Être écouté n’est pas une évidence au cabinet du médecin
Une différence significative par rapport à la population générale que les chercheurs ont pu constater concerne la communication avec les médecins. L’étude a démontré que les personnes issues de l’immigration trouvent particulièrement difficile de se faire écouter par les médecins sans être interrompues.
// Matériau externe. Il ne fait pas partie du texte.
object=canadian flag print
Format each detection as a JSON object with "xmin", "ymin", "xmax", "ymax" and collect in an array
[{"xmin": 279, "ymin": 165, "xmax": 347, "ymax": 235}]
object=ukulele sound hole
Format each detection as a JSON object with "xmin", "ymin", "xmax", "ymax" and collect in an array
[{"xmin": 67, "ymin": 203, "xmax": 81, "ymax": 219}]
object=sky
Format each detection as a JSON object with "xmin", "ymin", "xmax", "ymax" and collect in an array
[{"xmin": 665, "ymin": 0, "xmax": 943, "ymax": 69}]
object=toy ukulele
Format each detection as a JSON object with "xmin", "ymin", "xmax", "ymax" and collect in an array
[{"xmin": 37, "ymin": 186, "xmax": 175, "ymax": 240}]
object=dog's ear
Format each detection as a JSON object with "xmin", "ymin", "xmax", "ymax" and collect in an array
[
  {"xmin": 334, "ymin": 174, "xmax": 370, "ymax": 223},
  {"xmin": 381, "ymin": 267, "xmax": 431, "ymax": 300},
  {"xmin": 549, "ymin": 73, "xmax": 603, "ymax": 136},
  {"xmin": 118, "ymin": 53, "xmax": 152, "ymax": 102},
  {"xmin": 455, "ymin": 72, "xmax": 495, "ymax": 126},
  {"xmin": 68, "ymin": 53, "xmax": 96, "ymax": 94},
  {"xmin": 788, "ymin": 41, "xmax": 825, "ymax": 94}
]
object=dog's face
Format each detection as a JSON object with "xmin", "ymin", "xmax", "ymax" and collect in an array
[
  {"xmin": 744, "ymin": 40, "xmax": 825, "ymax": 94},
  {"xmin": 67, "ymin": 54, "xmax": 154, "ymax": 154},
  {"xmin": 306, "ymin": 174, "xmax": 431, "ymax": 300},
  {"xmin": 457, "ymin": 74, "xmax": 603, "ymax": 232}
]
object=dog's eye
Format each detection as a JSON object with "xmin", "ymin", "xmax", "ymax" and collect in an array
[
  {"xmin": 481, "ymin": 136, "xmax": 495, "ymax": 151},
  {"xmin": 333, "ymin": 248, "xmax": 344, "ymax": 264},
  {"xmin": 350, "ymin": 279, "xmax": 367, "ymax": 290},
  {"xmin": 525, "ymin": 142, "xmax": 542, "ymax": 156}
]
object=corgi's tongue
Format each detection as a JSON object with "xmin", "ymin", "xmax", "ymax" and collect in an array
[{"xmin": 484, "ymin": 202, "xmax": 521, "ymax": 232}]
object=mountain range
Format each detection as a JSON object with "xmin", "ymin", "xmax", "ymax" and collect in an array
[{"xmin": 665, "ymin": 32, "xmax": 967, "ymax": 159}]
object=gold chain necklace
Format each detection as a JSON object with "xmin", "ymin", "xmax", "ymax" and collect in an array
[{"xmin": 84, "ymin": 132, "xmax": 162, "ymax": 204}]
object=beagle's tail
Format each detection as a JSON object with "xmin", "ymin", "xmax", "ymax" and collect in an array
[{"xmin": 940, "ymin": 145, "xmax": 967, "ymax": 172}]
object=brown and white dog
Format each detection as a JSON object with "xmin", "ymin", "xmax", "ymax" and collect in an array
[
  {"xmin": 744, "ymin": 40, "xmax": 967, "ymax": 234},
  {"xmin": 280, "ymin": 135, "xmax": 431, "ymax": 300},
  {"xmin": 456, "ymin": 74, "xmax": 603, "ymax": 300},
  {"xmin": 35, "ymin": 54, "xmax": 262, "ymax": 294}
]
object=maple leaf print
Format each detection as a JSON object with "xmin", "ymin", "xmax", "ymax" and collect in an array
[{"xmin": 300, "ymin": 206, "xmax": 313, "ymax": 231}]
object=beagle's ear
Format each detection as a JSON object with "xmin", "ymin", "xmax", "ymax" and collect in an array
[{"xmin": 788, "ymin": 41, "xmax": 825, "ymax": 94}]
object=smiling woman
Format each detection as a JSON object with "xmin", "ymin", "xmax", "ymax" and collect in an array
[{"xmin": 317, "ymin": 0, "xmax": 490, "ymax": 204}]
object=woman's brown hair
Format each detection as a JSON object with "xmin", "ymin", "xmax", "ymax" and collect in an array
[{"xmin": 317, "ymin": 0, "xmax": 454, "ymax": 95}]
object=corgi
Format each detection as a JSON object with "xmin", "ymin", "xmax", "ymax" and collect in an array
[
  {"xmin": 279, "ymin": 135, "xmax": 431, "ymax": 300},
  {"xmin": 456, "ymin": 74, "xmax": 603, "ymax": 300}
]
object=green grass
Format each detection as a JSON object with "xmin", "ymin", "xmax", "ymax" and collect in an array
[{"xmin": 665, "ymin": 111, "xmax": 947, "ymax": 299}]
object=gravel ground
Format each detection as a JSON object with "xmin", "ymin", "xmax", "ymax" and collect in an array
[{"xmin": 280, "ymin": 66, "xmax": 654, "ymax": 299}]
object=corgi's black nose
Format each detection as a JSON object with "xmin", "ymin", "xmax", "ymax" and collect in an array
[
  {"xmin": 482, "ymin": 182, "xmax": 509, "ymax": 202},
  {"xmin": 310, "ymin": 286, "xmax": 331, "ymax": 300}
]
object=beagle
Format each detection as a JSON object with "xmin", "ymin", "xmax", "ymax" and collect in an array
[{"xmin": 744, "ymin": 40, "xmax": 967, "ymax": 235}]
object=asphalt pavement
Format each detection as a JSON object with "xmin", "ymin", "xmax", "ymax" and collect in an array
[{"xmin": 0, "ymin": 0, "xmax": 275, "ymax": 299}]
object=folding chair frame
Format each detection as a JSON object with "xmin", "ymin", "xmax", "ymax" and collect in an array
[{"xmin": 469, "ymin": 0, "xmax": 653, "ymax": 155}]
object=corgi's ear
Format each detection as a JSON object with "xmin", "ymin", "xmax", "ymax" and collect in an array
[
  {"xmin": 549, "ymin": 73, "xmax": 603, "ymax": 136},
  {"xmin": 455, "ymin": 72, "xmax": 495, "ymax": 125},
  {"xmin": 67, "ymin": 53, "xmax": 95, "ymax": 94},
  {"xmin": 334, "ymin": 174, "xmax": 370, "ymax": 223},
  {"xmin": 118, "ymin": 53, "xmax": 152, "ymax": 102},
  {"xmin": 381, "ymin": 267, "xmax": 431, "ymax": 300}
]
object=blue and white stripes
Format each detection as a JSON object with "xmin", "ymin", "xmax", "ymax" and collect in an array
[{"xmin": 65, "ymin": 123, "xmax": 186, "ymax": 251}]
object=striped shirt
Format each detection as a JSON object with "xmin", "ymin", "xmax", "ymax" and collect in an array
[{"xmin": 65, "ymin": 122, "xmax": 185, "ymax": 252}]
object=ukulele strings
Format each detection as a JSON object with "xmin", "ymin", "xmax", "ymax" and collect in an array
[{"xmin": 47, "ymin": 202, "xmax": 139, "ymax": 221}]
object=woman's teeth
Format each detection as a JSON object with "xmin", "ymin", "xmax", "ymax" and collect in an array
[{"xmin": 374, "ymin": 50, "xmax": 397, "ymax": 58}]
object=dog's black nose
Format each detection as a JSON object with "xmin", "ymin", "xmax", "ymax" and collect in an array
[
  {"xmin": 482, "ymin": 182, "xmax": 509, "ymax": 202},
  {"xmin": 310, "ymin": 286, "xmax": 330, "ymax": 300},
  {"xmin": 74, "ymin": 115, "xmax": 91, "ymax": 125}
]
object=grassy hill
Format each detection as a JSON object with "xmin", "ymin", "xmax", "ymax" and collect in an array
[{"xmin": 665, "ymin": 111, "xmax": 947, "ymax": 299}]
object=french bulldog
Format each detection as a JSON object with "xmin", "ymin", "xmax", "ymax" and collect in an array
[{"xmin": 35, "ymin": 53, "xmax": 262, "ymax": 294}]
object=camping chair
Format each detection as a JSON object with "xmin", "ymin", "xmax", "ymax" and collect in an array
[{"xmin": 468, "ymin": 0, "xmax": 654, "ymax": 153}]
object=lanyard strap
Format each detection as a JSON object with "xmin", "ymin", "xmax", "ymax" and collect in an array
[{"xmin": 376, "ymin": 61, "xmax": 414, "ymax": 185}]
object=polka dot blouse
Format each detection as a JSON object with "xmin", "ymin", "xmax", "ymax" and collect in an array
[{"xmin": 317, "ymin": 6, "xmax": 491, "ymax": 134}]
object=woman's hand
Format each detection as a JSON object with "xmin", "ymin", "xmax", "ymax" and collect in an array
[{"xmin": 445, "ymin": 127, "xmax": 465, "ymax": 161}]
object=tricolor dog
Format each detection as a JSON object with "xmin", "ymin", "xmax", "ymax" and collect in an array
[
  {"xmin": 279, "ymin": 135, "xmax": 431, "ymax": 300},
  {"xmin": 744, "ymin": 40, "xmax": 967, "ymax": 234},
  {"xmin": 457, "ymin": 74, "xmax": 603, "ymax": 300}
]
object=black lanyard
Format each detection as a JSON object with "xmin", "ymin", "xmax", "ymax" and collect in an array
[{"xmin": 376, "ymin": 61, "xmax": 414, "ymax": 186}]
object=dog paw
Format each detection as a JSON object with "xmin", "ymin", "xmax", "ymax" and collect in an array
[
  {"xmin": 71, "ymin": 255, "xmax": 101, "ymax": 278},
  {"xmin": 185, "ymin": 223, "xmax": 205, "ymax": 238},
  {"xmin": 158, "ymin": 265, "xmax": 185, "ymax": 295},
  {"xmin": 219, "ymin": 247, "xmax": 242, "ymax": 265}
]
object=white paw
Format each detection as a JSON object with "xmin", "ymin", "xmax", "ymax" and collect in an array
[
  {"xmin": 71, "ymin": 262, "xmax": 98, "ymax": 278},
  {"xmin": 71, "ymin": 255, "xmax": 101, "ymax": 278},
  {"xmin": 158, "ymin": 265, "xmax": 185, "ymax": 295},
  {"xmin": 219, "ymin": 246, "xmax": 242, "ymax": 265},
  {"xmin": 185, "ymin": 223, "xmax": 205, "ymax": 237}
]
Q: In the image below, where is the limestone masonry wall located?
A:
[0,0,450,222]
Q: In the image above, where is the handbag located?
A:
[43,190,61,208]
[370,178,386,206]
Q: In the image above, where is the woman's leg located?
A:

Environ un tiers des répondants à l’enquête des anciens États soviétiques et de la Turquie ont trouvé cela difficile – et ce taux est considérablement plus élevé que dans la population générale. La terminologie spécialisée en santé est un autre défi.
Les chercheurs y voient un appel urgent à l’action dans la vie politique et publique. « En tant que société, nous devons investir davantage dans la promotion de la littératie en santé auprès de l’ensemble de la population », déclare Doris Schaeffer. « En plus de cela, l’image générale des personnes issues de l’immigration en tant que catégorie homogène doit être révisée – ce groupe doit être considéré de manière plus différenciée. » Selon les chercheurs, différentes approches pourraient être utilisées pour faciliter et promouvoir la littératie en santé. Il est essentiel d’améliorer la qualité et l’accessibilité de l’information sur la santé, tout en mettant davantage l’accent sur la faible littératie en santé et la diversité. Des mesures spécifiques destinées à des groupes cibles pour renforcer la littératie en santé sont également très importantes.
Contexte de l’étude
Cette étude a été conceptualisée sur la base du modèle présenté dans « Health Literacy Survey Germany » (HLS-GER), une étude représentative menée en 2014 et 2020 pour déterminer la littératie en santé de la population allemande générale. Pour cette enquête, les questionnaires ont été modifiés en fonction des caractéristiques particulières des personnes issues de l’immigration. Quelque 1 000 entretiens ont été réalisés et analysés. Le projet, qui se déroulera jusqu’en septembre 2022, a reçu un financement de 650 000 euros de la Robert Bosch Stiftung. La littératie en santé englobe la capacité de localiser, de comprendre, d’évaluer et d’appliquer des informations sur des sujets liés à la santé. Des études antérieures ont montré que plus la littératie en santé d’une personne est faible, plus elle est susceptible d’aller chez le médecin ou à l’hôpital et d’utiliser les services médicaux d’urgence.